Литмир - Электронная Библиотека

— Ведь даже, пойми, вчуже жаль… Сидишь вот так, работаешь, смотришь, и душа на части раздирается… «Танечка! Не хочешь ли грушек? Грушки сочненькие! Штучка четыре копеечки! Танечка! Бросила бы книжку! В книжке ерунду все про любовь пишут! В садике погуляла бы!» Слушаешь, слушаешь, — аж сплюнешь! И Татьяне-то тошно…

— Тошно? — встрепенувшись, весь загоревшись счастьем, переспрашивает Гаврюшка.

— Знамо, тошно… Любит она тебя, дурачину… — с большим презрением говорит Петухин, — любит…

— Ну?

— Вот тебе и гну! Жалко девку: дурака любит-то…

— Чего дурака? — вдруг вспыхивает Гаврюшка, — Дурака, дурака… Заладила сорока про Якова… А что бы ты, умный, на моем месте сделал-то, подумаешь?

Петухина словно иголкой кольнули.

— Кто? я-то?

— Да, ты-то!

Петухин искусственно сразу остывает, долго смотрит на Гаврюшку и уныло качает головой: так велико его презрение к этому человеку, — пусть он первый игрок на бильярде. У Петухина даже голос меняется.

— Господи, боже мой! — говорит он, вздыхая. — Мира создатель! Что бы я сделал? Что бы я сделал? — Петухин делает трагический, театральный жест, — Девка любит меня, я люблю девку, а тут какая-то шваль мешается… И что бы я сделал?
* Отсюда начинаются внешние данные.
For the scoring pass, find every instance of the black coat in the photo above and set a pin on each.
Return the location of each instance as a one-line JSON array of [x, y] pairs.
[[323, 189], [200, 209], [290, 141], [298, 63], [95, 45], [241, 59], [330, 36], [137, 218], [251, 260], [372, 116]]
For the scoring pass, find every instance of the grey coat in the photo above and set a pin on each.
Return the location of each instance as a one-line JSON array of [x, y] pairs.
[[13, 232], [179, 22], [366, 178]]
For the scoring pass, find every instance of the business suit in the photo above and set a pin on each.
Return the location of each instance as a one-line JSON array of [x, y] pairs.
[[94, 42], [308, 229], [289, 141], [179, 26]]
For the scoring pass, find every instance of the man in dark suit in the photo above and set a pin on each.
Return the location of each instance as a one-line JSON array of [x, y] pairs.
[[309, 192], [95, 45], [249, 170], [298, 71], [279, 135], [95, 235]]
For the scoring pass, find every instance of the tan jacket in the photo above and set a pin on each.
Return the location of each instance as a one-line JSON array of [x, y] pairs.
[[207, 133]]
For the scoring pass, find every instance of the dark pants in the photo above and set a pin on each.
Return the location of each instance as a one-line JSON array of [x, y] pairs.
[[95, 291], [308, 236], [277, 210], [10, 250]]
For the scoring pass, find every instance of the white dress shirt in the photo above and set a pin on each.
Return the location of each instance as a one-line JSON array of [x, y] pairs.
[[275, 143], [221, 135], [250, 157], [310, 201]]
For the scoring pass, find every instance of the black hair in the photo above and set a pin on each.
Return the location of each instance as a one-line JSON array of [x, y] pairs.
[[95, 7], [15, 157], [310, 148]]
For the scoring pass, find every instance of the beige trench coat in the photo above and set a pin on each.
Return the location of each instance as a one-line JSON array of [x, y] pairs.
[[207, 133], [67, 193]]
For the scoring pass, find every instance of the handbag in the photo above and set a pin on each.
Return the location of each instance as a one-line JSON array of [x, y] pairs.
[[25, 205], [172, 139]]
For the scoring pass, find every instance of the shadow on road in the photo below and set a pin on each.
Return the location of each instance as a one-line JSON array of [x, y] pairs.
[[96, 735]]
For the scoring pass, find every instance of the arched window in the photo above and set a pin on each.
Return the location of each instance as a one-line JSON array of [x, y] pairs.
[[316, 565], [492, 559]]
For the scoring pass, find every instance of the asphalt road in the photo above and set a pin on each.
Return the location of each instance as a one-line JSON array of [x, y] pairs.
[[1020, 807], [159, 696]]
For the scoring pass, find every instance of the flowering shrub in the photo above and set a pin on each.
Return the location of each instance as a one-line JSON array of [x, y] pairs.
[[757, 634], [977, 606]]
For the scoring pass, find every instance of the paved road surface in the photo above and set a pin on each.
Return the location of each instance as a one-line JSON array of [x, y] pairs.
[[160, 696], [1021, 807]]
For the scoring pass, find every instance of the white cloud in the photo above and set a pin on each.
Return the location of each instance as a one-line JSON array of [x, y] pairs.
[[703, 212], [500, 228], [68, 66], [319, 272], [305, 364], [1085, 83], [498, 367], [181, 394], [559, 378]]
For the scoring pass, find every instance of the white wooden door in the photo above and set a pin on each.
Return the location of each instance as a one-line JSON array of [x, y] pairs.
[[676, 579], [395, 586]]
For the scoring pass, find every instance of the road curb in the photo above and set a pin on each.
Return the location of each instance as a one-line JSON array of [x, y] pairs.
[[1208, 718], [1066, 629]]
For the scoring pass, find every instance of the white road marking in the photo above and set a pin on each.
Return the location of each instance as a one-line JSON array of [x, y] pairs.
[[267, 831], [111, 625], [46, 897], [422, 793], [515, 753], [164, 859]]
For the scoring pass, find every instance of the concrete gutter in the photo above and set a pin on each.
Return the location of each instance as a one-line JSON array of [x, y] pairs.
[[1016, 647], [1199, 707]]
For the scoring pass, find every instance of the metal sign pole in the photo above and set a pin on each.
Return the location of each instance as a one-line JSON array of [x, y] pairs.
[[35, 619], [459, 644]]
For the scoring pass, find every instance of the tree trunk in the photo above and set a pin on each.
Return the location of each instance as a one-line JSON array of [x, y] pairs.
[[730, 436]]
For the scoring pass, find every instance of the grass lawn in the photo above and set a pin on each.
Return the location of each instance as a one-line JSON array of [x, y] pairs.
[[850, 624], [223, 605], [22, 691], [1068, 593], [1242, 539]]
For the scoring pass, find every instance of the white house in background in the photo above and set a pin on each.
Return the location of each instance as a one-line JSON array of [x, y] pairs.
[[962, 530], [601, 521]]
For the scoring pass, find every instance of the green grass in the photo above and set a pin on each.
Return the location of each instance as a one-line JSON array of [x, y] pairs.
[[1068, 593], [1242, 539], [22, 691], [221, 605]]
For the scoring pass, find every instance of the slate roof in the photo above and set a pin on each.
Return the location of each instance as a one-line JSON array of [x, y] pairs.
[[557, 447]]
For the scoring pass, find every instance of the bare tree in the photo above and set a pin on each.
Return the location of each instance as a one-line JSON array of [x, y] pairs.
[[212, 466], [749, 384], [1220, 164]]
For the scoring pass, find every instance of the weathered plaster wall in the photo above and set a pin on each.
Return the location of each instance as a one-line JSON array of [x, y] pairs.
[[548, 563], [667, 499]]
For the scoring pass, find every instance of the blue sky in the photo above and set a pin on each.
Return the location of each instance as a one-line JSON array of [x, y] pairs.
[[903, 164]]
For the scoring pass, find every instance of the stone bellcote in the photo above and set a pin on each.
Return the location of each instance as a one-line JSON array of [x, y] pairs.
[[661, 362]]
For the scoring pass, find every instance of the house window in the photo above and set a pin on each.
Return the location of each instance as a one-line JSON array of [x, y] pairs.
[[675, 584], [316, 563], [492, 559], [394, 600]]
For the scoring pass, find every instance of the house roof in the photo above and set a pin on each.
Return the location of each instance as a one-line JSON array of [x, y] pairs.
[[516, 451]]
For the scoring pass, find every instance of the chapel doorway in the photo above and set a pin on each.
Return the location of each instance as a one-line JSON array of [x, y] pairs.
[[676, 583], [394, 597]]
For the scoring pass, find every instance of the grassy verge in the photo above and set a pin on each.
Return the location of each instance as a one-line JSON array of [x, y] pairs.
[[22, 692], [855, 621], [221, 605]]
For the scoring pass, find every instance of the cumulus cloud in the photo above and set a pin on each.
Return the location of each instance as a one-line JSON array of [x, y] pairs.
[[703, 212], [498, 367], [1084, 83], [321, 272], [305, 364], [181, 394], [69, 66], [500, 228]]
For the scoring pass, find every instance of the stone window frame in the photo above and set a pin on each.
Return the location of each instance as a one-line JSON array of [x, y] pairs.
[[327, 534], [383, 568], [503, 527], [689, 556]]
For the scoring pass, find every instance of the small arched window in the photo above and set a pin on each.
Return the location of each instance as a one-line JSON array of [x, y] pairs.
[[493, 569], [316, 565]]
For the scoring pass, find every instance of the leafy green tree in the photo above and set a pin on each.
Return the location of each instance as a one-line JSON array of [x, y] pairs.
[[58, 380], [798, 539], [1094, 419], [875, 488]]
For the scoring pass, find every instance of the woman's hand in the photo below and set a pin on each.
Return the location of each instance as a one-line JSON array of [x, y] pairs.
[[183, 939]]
Нет, брат Гаврюша, и люблю я тебя, и все, а разговора, вижу, с тобой не выйдет… Да. Не выйдет разговора! Давай, брат, платить за пиво да пойдем бай-бай… Рано завтра вставать-то… Хоть и поздно вставать стал мой хозяин, а все-таки… Спится ему с молодой женой-то… Тело-то теплое, молодое… И греет-то оно старые кости… А кости-то старые с ржавчиной… Да. А все-таки поздно… Двенадцатый час… Охо-хо-хо…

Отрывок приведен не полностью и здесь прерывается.